If the pages are straight html then I lied and you only have 1 option.. either way its nothing pretty and will take some doing but would probably be worthwhile.
actually another possibility would be to still create the lookup table from solution #2 and have a rewrite rule like this:
RewriteRule /(\w+)/index.htm www.newpropertysite.com/lookup.aspx?page=$1 [I,O,RP]
the lookup.aspx page would then query the db and find the pageid and then redirect finally do the dynamic page with the property info... not sure if the 2 redirects would be bad though.
(1)You can configure IIS to invoke the ASP engine for pages with the shtml extension, assuming your host will allow this. I'm not sure I would choose a database solution. Since the mappings are not likely to change, I'm not sure I see the benefit.
(2) Seems there are a couple issues here. First you need to 'redirect' the old structure to the new structure. Although you could do that with a sever.tranfer, thus eliminating the hop back to the client, that's not optimum because you'll end up with duplicate content (SE's see same page on both old and new structure). Don't know how ISAPI Rewrite would fit here, but I think you want 301. With a 301 you might eventually retire the old structure.

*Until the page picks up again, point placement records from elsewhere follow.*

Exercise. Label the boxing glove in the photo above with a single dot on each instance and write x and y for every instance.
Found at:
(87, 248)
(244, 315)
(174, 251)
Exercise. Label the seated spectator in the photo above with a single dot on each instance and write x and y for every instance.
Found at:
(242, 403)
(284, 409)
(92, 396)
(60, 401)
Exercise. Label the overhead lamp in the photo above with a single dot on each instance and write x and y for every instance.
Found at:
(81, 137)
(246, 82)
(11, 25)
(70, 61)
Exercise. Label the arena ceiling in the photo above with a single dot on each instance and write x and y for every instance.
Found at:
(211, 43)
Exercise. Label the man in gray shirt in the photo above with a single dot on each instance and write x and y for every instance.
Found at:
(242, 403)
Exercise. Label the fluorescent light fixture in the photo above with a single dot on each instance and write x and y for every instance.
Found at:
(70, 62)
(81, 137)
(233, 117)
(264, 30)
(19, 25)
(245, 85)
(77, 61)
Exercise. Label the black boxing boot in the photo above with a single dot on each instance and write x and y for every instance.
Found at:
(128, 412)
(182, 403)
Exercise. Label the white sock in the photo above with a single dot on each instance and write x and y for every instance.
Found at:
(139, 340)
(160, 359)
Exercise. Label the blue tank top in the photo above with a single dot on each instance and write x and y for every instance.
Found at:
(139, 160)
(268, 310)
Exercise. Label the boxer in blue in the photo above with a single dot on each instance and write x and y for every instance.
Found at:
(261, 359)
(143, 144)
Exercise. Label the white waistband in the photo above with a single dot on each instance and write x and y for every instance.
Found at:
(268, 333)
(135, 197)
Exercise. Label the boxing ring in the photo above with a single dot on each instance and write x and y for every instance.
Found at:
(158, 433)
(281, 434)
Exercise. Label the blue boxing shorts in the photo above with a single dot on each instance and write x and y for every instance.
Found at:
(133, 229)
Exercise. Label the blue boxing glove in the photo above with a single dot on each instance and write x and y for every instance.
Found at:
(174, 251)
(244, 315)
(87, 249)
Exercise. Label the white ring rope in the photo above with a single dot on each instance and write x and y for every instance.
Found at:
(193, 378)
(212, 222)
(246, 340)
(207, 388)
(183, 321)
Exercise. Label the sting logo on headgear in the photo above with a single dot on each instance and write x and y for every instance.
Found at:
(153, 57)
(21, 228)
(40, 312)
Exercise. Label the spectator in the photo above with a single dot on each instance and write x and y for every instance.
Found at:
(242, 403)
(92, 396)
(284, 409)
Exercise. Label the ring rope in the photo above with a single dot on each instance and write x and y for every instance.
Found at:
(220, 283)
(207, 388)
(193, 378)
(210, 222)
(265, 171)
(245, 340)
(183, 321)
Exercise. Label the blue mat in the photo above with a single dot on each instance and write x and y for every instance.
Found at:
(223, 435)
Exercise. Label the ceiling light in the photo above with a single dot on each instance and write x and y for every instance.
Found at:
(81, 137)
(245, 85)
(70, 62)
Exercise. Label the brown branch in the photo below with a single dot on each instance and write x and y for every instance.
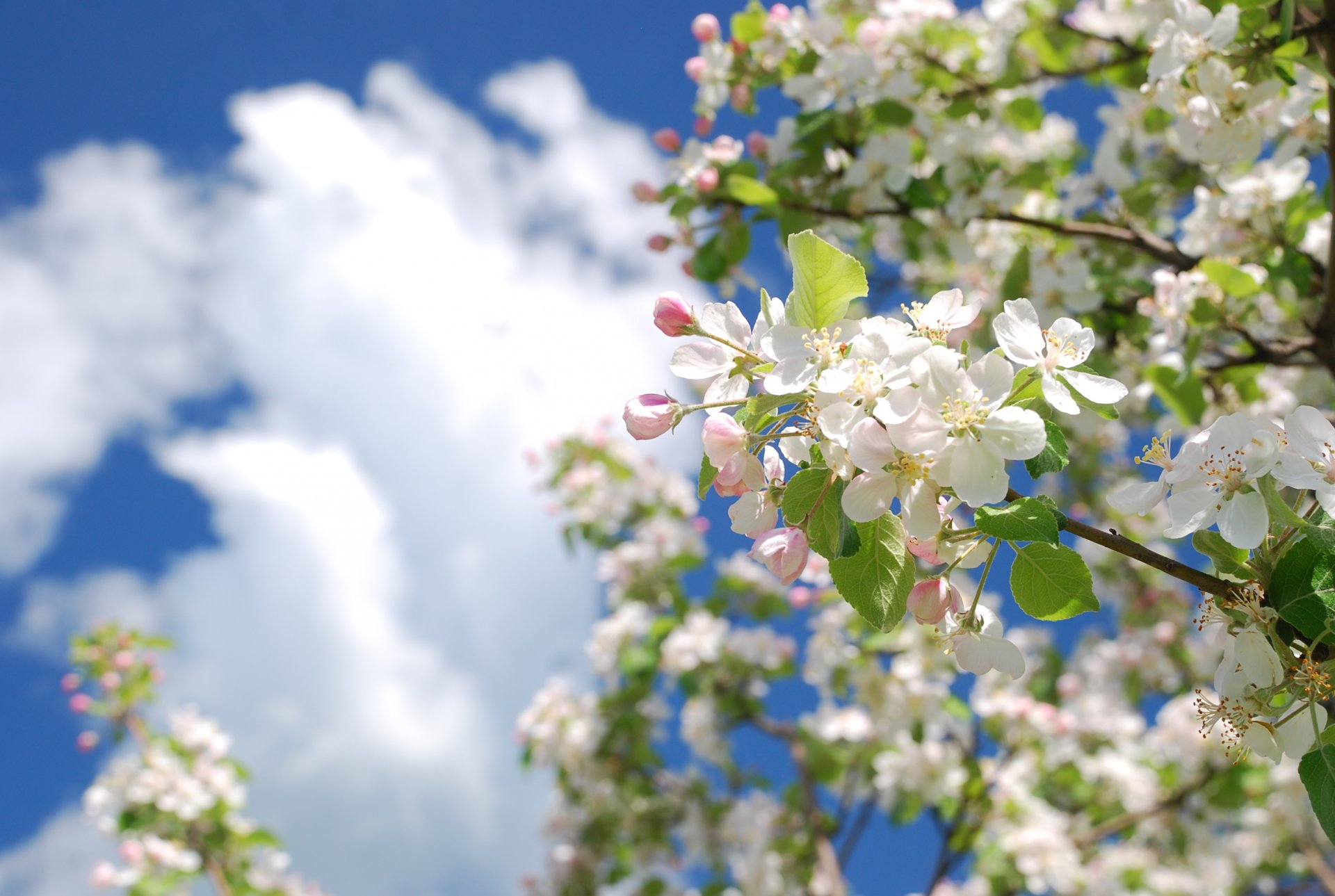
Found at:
(1138, 552)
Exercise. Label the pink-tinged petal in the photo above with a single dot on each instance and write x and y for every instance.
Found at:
(1059, 396)
(919, 510)
(1101, 390)
(868, 496)
(1243, 520)
(791, 377)
(1019, 333)
(869, 445)
(1138, 497)
(700, 361)
(1017, 433)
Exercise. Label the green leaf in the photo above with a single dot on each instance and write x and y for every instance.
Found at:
(1021, 520)
(1051, 583)
(1017, 282)
(1302, 589)
(825, 281)
(1181, 391)
(876, 581)
(893, 114)
(802, 491)
(1227, 560)
(706, 475)
(830, 532)
(1231, 279)
(750, 26)
(1024, 113)
(750, 191)
(1053, 457)
(1317, 771)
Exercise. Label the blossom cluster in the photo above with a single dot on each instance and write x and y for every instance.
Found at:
(175, 803)
(1056, 780)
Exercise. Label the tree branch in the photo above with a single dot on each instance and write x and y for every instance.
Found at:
(1138, 552)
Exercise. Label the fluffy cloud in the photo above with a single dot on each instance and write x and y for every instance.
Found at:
(412, 302)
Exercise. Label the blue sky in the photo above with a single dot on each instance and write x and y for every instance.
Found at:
(150, 496)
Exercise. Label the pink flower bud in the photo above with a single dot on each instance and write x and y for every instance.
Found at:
(783, 552)
(705, 27)
(932, 598)
(651, 416)
(800, 597)
(672, 314)
(722, 437)
(644, 191)
(668, 139)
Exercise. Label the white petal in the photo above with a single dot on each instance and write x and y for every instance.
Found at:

(3) As Pageone points out, the new structure doesn't look very friendly. ISAPI Rewrite is often used when you want a different physical structure than what is visible to users and SE's.
(4) There's a discussion going on in the supporters forum about the wisdom of doing a major restructure and the jeopardy of the Google Sandbox. This is a very important issue if you care about google traffic.
I summary, I would:
a. Look at 301's to retire the old structure, pointing to the new friendly structure.
b. Look at ISAPI rewrite for mapping the new friendly structure to the new physical structure.
c. Probably not do any of this at all until the sandbox issue resolves.
d. Be very leary of this advice.
<edit>typos</edit>
(a) I'm not worried at all about the pages "friendliness". I've seen a very similar structure used on a hotel website and they're doing fine on Google.
(b) Sandbox should not come into it (don't panic me please!) because it's an old domain.